Eric Maigret : avec son livre, Frédéric a positionné le débat autour des appellations avec l'utilisation du terme "mainstream". Il ne faut pas oublier que tout le XXe siècle a été scandé par des débats sur l'aspect délétère des médias de masse avec tout un vocabulaire issu du champ scientifique qui a participé à la délégitimation de cette culture de masse : "industrie culturelle" pour l'Ecole de Francfort, "Art moyen" chez Bourdieu, etc.

Ce que j'ai essayé de faire avec d'autres chercheurs, c'est de décaper cette scène et de produire un vocabulaire "nouveau" pour en finir avec ces termes scientifiques qui ont infiltré le quotidien.

"Ce qui m'a plu, c'est de sortir du débat traditionnel entre art et divertissement"

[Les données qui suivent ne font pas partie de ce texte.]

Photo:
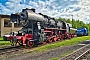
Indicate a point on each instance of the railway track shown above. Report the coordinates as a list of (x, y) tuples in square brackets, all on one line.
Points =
[(10, 49), (78, 54)]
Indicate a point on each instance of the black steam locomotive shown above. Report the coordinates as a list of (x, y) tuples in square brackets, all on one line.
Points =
[(38, 28)]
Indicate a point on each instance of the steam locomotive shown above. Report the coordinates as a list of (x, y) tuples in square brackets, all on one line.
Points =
[(38, 28)]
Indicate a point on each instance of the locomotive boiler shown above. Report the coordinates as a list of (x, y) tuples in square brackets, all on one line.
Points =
[(38, 28)]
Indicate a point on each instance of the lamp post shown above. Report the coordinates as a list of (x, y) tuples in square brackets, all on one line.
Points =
[(72, 20)]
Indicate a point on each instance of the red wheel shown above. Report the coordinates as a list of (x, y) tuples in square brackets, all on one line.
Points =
[(55, 39), (30, 44), (44, 42)]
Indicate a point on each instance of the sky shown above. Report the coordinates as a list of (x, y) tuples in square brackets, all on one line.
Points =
[(80, 9)]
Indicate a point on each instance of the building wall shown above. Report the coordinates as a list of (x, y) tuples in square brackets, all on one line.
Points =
[(7, 30)]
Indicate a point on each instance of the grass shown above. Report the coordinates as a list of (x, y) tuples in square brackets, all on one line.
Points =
[(56, 58), (3, 42), (69, 42), (66, 53)]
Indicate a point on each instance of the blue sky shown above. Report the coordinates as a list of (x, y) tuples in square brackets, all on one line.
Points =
[(80, 9)]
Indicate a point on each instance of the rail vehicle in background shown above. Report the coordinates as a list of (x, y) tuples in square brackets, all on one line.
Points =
[(38, 28), (81, 32)]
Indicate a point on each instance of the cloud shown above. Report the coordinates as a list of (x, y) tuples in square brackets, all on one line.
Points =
[(80, 9)]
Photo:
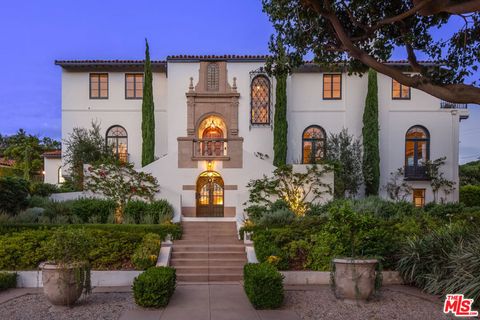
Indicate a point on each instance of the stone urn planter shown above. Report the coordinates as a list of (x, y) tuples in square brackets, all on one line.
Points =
[(62, 285), (354, 279)]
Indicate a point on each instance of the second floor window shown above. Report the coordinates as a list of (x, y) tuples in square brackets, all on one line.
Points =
[(332, 86), (134, 86), (417, 152), (98, 85), (313, 144), (399, 91), (260, 101)]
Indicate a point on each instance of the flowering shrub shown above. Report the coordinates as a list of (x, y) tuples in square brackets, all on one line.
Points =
[(121, 183)]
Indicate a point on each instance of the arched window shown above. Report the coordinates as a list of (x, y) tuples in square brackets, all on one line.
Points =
[(117, 140), (260, 100), (417, 151), (313, 144), (212, 77)]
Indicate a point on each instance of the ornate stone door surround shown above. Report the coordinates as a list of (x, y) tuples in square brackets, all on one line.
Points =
[(212, 96)]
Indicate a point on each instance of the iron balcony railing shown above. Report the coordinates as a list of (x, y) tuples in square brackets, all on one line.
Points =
[(450, 105), (416, 172), (210, 148)]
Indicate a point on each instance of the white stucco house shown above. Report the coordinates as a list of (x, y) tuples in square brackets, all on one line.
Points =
[(214, 123)]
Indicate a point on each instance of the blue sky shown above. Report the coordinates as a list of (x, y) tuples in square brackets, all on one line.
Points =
[(35, 33)]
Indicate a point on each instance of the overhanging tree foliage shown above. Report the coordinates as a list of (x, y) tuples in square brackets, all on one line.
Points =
[(280, 129), (362, 34), (148, 112), (371, 153)]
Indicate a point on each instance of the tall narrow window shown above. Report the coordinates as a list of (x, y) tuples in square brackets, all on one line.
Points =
[(117, 140), (417, 152), (399, 91), (313, 144), (98, 85), (260, 100), (418, 197), (212, 77), (332, 86), (134, 86)]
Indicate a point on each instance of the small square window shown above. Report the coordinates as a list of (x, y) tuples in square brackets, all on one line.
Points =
[(134, 85), (98, 85), (332, 86), (399, 91), (419, 197)]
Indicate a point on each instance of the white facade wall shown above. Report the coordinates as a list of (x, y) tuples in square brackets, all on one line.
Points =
[(306, 107)]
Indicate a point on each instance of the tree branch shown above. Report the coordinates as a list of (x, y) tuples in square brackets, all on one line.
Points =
[(459, 93)]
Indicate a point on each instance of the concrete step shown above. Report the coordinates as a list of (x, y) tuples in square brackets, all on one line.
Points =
[(208, 255), (209, 277), (212, 241), (208, 248), (208, 270), (207, 262)]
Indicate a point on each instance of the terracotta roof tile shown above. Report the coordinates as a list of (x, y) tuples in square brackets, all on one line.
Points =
[(52, 154)]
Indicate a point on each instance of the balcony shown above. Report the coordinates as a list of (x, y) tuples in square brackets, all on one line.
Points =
[(450, 105), (210, 149), (416, 173)]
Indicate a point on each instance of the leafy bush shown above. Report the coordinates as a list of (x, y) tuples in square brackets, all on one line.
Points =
[(135, 210), (13, 194), (43, 189), (263, 285), (161, 211), (91, 209), (163, 230), (470, 195), (444, 261), (38, 202), (278, 218), (154, 287), (7, 280), (30, 215), (146, 254)]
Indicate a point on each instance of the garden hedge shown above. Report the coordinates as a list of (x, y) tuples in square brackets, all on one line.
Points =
[(154, 287), (163, 230), (146, 254), (470, 195), (7, 280), (263, 285)]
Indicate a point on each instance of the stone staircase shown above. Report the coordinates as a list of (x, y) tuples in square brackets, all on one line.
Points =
[(208, 251)]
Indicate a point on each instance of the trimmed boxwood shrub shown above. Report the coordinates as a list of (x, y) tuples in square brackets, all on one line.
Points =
[(146, 254), (470, 195), (263, 285), (93, 210), (13, 194), (154, 287), (173, 229), (7, 280), (43, 189), (135, 210)]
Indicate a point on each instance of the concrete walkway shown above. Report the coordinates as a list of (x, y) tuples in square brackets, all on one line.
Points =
[(209, 301)]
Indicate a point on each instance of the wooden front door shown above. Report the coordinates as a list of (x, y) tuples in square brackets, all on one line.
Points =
[(210, 195)]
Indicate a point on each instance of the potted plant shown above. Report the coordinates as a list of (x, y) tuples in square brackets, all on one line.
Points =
[(67, 274), (354, 278)]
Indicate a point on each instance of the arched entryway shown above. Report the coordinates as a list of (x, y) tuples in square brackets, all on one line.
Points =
[(210, 194)]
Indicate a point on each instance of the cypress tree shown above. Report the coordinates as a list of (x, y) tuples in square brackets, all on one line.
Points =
[(280, 128), (148, 112), (280, 125), (371, 153)]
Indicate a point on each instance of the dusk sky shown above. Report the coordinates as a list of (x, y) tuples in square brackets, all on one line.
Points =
[(35, 33)]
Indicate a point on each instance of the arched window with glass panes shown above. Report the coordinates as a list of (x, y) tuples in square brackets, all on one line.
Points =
[(117, 141), (260, 101), (417, 152), (313, 144)]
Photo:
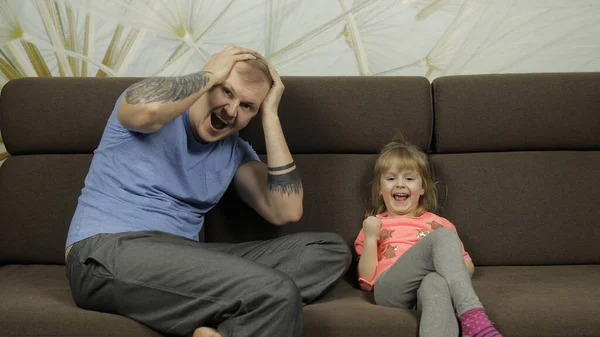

J'ai proposé à la place d'utiliser le concept de médiaculture pour définir la relation entre les médias, la télévision, le cinéma. Les cultures au champ plus limité comme le jazz ou le rap, j'appelle ça des subcultures.

Ce débat sur le vocabulaire qui a lieu en ce moment dans le champ scientifique, Frédéric Martel le déploie sur un terrain plus large avec un vocabulaire moins usité en France.

Frédéric Martel : des personnes m'ont dit : "vous utilisez le mot "mainstream" de différentes façons parfois de manière négative parfois positive, c'est un peu léger comme concept". Je réponds : évidemment car ce n'est pas un concept.

Pour moi c'est avant tout un mot polysémique et c'est ce qui m'a plu car il m'a permis de sortir du débat traditionnel entre art et divertissement. Je l'ai utilisé car il me permettait de casser cette idéologie française. C'est d'ailleurs l'objectif de chacun de mes livres. Ce qui suscite beaucoup de violence, mais l'objectif pour moi c'est de déplacer les lignes, de déplacer le débat et de l'ouvrir à l'international.